Revitalization Initiatives

I have long been a strong supporter for efforts to increase resources and investments in the State’s older communities. This year, I introduced (HB 123) which would provide tax credits for home purchasers in communities in order to encourage more investment and stabilize neighborhoods.

I have also been working on legislation that will retain state programs that focus investment in what are referred to as “Sustainable Communities”. These are county designated areas where there is a written plan that support businesses, housing, environmental protection, transportation and strategies to improve the quality of life. One such bill codifies the Baltimore Regional Neighborhood Initiative (HB 684). This has been a very successful pilot program that came from the Regional Revitalization Workgroup of which I am the Chair.  I am working to help secure on-going funding so more communities can benefit.

End of Life Options Act

This very difficult and emotional issue was heard, jointly, by the Health and Government Operations and Judiciary Committees. Their hearing involved many hours of testimony regarding a proposal to allow an individual to end his/her life with dignity (HB 404).  This is the second year for this issue.
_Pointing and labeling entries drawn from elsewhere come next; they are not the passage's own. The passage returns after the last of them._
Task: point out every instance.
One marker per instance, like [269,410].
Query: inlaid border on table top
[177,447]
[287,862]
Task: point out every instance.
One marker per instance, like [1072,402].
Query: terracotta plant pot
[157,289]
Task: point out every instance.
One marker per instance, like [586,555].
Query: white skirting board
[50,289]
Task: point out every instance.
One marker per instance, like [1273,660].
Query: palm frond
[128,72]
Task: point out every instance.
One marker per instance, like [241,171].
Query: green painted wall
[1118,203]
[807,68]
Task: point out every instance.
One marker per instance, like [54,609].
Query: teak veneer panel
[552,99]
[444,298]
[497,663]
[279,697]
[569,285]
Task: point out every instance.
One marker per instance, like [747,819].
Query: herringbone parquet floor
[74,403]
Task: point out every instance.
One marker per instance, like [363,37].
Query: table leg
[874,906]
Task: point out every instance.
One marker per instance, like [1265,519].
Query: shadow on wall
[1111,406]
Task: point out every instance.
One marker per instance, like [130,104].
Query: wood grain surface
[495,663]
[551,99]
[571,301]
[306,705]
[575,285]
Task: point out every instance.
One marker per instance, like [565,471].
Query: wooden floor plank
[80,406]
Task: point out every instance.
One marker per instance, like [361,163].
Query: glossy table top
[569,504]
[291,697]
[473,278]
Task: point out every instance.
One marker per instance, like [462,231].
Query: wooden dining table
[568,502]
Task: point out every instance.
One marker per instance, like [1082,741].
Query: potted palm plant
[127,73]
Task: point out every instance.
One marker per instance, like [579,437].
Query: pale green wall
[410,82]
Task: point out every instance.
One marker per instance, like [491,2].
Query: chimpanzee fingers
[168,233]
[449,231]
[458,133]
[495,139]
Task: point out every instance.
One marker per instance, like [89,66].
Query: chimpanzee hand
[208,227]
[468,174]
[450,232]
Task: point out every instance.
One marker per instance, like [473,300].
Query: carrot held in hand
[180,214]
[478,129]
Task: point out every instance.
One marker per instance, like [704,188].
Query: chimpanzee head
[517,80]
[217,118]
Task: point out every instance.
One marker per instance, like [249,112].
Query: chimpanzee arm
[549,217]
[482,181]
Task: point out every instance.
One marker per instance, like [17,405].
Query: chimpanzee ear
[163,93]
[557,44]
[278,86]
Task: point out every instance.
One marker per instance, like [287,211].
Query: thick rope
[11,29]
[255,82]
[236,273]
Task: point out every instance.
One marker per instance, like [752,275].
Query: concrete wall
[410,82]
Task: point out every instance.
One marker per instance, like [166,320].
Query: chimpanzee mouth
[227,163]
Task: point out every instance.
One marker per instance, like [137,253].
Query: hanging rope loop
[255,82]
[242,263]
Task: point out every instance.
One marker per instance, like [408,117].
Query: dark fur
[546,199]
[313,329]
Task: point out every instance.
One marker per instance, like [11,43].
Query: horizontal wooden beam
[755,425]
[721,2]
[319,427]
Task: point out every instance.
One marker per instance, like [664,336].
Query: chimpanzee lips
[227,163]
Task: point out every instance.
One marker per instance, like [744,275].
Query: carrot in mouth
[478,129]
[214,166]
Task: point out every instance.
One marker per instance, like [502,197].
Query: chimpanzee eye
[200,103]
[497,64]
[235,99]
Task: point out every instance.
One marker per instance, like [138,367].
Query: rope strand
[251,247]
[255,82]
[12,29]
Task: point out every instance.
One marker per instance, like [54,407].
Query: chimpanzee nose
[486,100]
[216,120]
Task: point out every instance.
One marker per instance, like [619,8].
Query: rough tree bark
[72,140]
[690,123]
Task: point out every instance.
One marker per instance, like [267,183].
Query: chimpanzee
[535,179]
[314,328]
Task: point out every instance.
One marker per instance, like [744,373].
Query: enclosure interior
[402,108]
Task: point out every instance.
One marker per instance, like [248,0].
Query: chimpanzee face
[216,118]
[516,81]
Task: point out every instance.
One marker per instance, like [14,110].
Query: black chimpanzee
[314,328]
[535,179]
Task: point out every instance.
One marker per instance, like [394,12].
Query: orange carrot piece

Health care professionals, family members and individuals whose lives are declining all shared their views and opinions.

The bill is based on legislation that exists in other states and provides:

  • Only a patient may request medicine to end his/her life
  • The patient must make 3 requests for a life ending prescription; the third one must be at least 15 days after the initial one
  • The attending physician and consulting physician  must certify that the patient is competent and that the prognosis is that death is likely within 6 months 
  • The patient may withdraw the request at any time
  • The patient self-administers the medication

This is a complex issue that will be subject to much discussion, thought and debate.

Legislation to Support the Middle Class

In my last newsletter, I reported on legislation that would be introduced to provide relief, support and assistance to Maryland’s middle class.  Some of the proposals did not have bill numbers at the time so here are the references for you:

Student Loan Refinancing Study (HB1015)

Equal Pay for Equal Work Act (HB1003)

Retirement Security Act (HB1378)

My Bills

During the past two weeks, I was extremely busy preparing for and presenting a number of bills before committees. These included establishing a private sector paint recycling program (HB 332), protecting roadside trees (HB 178), strengthening the 3’Rule for increased safety for bicyclists (HB 214), requiring the state to establish pollinator habitat plans (HB 132), expanding the rights of citizens to challenge comprehensive rezoning decisions (HB 243) and requiring a lender to file a deed more quickly when a property has been foreclosed upon (HB 508).

Fortunately, all of them went as I expected. There was lively give and take with the opponents. I continue to meet with both the opponents and proponents on these bills. And, I sincerely thank all of those who came to Annapolis and waited for hours to testify in favor of my bills.  Their presence and comments were invaluable.

I have also submitted “bond bill” requests to help fund four very worthy projects in the district. While the Governor did not include any local bond bill funding in his capital budget, I am working with many others to obtain these important dollars. My requests are for rebuilding the lime kilns at Cromwell Valley Park (HB 89), a memorial in honor of those who fought in Desert Storm, Iraq and Afghanistan (HB 552), demolition and improvements at the future Radebaugh Park (HB 625) and for improvements to the Towson Manor Park (HB 945).